Песня оборвалась. Комендант лагеря вышел на плац. Вебер доложил ему о результатах поверки.
— Я прочел этим бездельникам краткую проповедь и влепил им час сверхурочной работы, — закончил он рапорт.
Нойбауера все это мало интересовало. Он втянул в себя носом воздух, посмотрел в ночное небо.
— Вернутся эти бандиты сегодня ночью или нет, как вы думаете?
Вернер ухмыльнулся:
— По последним радиосводкам мы сбили девяносто процентов…
Нойбауеру шутка не понравилась. «Этому тоже нечего терять, — подумал он. — Маленький Дитц, наемник и больше ничего».
— Дайте команду развести людей по баракам, если вы закончили! — проворчал он неожиданно для самого себя.

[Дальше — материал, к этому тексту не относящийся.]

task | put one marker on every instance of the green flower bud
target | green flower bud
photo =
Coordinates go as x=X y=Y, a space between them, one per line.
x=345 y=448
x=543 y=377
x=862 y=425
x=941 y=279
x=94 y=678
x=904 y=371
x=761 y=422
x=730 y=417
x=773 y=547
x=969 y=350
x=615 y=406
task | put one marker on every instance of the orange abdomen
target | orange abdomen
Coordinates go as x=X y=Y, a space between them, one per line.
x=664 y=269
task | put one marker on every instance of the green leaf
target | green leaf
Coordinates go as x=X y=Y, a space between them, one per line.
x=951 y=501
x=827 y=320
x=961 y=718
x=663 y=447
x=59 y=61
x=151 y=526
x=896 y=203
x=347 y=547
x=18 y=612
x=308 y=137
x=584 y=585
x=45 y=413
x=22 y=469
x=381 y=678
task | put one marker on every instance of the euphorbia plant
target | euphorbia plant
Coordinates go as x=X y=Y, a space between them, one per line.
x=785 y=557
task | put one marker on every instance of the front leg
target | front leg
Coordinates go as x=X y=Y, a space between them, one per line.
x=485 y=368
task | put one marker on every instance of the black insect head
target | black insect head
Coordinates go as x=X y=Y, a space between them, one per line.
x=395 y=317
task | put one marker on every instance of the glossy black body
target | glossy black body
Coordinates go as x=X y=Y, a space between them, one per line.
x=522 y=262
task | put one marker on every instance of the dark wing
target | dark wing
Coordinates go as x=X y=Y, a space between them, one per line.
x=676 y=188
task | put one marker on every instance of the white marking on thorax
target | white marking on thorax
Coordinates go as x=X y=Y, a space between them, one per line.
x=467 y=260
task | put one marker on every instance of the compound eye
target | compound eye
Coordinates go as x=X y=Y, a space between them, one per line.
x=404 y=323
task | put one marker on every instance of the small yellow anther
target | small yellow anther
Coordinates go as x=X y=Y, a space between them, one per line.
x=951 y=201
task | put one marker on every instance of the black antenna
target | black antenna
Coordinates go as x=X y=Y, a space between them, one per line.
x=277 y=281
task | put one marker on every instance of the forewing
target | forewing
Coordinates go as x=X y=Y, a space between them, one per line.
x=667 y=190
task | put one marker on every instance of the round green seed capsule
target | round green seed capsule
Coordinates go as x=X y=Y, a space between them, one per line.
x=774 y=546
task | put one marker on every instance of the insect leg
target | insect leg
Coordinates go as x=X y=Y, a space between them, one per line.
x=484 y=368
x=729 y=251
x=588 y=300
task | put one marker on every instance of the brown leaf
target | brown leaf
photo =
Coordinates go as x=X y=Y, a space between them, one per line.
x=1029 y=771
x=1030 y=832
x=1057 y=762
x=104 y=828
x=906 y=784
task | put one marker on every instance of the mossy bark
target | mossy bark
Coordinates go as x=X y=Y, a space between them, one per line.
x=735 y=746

— Развести людей по баракам!
Блоки один за другим стали покидать аппель-плац. Раненых и убитых брали с собой. Мертвых до отправки в крематорий полагалось зарегистрировать и внести в списки. Вернер, Мюнцер и Гольдштейн подняли с земли Шеллера. Лицо его еще больше заострилось и стало похоже на лицо карлика. Было видно, что он вряд ли переживет эту ночь. Гольдштейн во время занятий по географии получил удар по носу. Когда они тронулись, у него опять пошла кровь. Черные струйки ее на подбородке слабо поблескивали в неверном свете.
Они свернули на дорожку, ведущую к их бараку. Ветер со стороны города усиливался, и когда они повернули за угол, он с остервенением набросился на них. Этот ветер, поднявшийся снизу, из долины, весь пропах дымом горящего города.
Лица заключенных оживились.
— Чувствуете? — спросил Вернер.
— Да. — Мюнцер поднял голову.
Гольдштейн ощутил солоноватый вкус крови на губах. Он сплюнул и попытался уловить запах дыма открытым ртом.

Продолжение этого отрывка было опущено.